In about six weeks, the 2012 Kansas Legislature will convene in Topeka, to address one of the largest policy agendas in the state’s history.
Some items — such as the budget, Medicaid restructuring, school finance and redistricting — are essentially required. Others — such as the drive to eliminate the income tax, to support marriage as a way to reduce welfare costs and enact more restrictive immigration laws — are issues that the Brownback administration is choosing to push.
This kind of aggressive agenda offers Gov. Sam Brownback and his conservative Republican allies the potential for a win-win situation; at the same time, there are some risks in pushing too hard on too many issues.
The governor and the GOP House, dominated by conservatives, can pass many of these initiatives, but the more moderate Senate is sure to resist on many particulars. Still, the Senate is overwhelmingly Republican, so there’s a good chance that some key policies, such as Medicaid reform and some tinkering with the income-tax law, can win approval.
And for those issues that are defeated or delayed, conservatives can appeal to the voters that moderate Senate Republicans were the roadblocks on the path to the implementation of a full-blown shift to the right in Kansas, turning the state into some combination of Texas (taxes) and Arizona (immigration).
Under this scenario, the governor and his allies can win by either passing a broad conservative policy agenda or by creating issues that will defeat moderate GOP senators among the allegedly right-wing Republican primary voters.
Still, there are real dangers for the Brownback administration and its conservative allies.

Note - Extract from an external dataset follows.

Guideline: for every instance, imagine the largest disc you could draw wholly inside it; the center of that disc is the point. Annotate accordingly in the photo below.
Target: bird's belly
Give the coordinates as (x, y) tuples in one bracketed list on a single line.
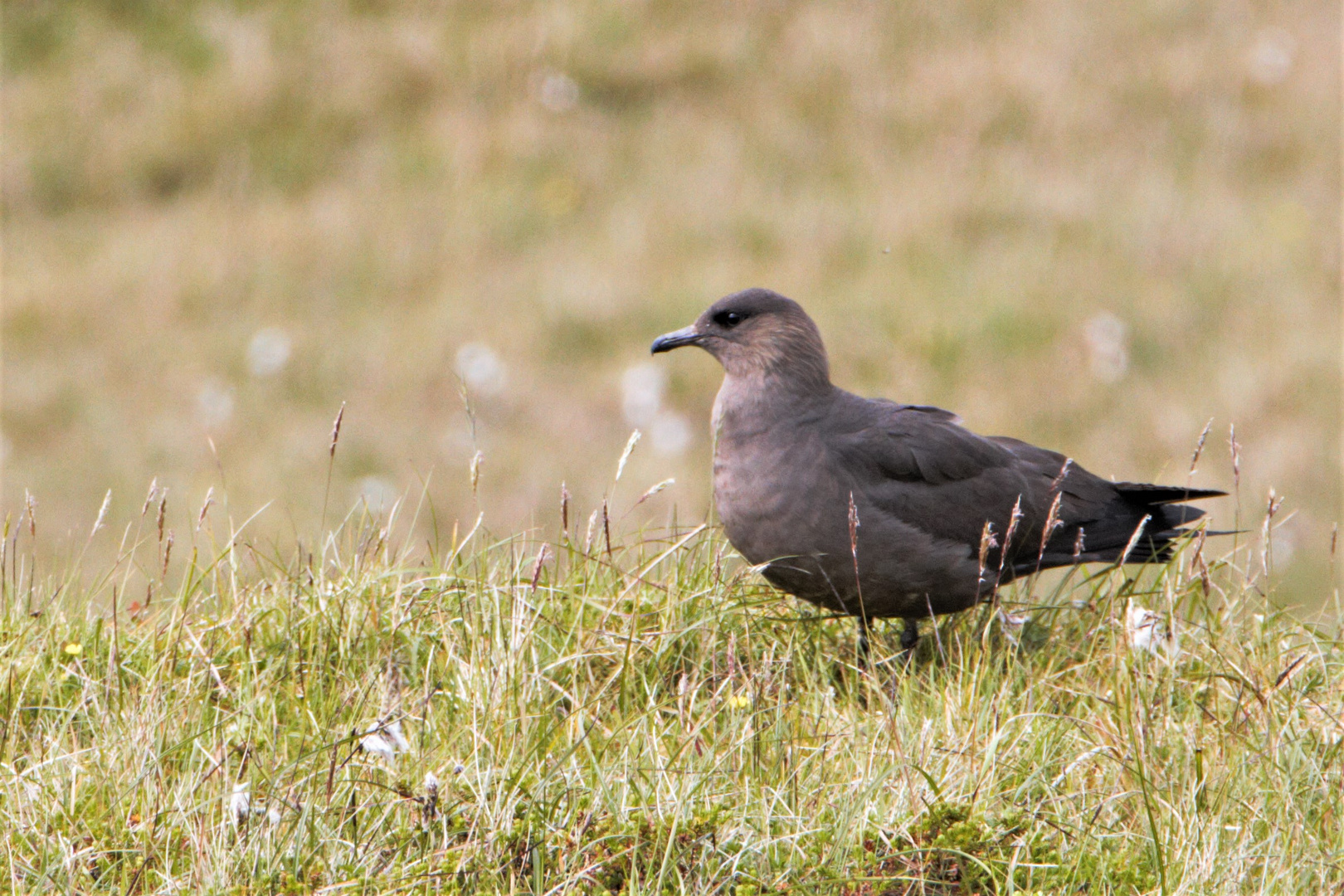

First, Brownback’s job-approval numbers remain mired in the low 40s, and a recent survey by the Docking Institute of Public Affairs at Fort Hays State University showed support for actually raising taxes on the wealthy and corporations, rather than seeking a broad income-tax cut. And the nascent Brownback plan for “reforming” school finance has drawn the wrath of many local education officials, who see the continuation of the trend to increase taxes at the local level. If there is an Achilles’ heel in the administration’s overall agenda, it is the perception that Kansas’ generally successful education system is coming under attack.
Immigration “reforms” in Arizona and Alabama, in part orchestrated by Secretary of State Kris Kobach, have not proved to be unadulterated successes, as many Republicans have turned against the harsh state enforcement of national immigration laws.
Adding to the policy/politics mix is the great uncertainty surrounding the state’s post-census redistricting. Although congressional districts have received the greatest public attention, state legislative lines — and especially those for Senate districts — may well represent the most important decisions. The Legislature could easily find itself without clear districts for its members in early May, just weeks before the filing deadlines.
If conservatives are seen as being too demanding here, arcane procedural decisions could well escalate into an ugly blame game, with unpredictable consequences.
Overall, it makes sense for the Brownback administration and its allies to think big; they could get a lot of what they ask for, and most eyes will be diverted from the large-scale changes taking place within the bureaucracy.
Still, the risks of overreaching are real, especially if these initiatives endanger popular programs (school funding) or fly in the face of public opinion. And with redistricting thrown into the mix, the next year will move from being entertaining to becoming explosive.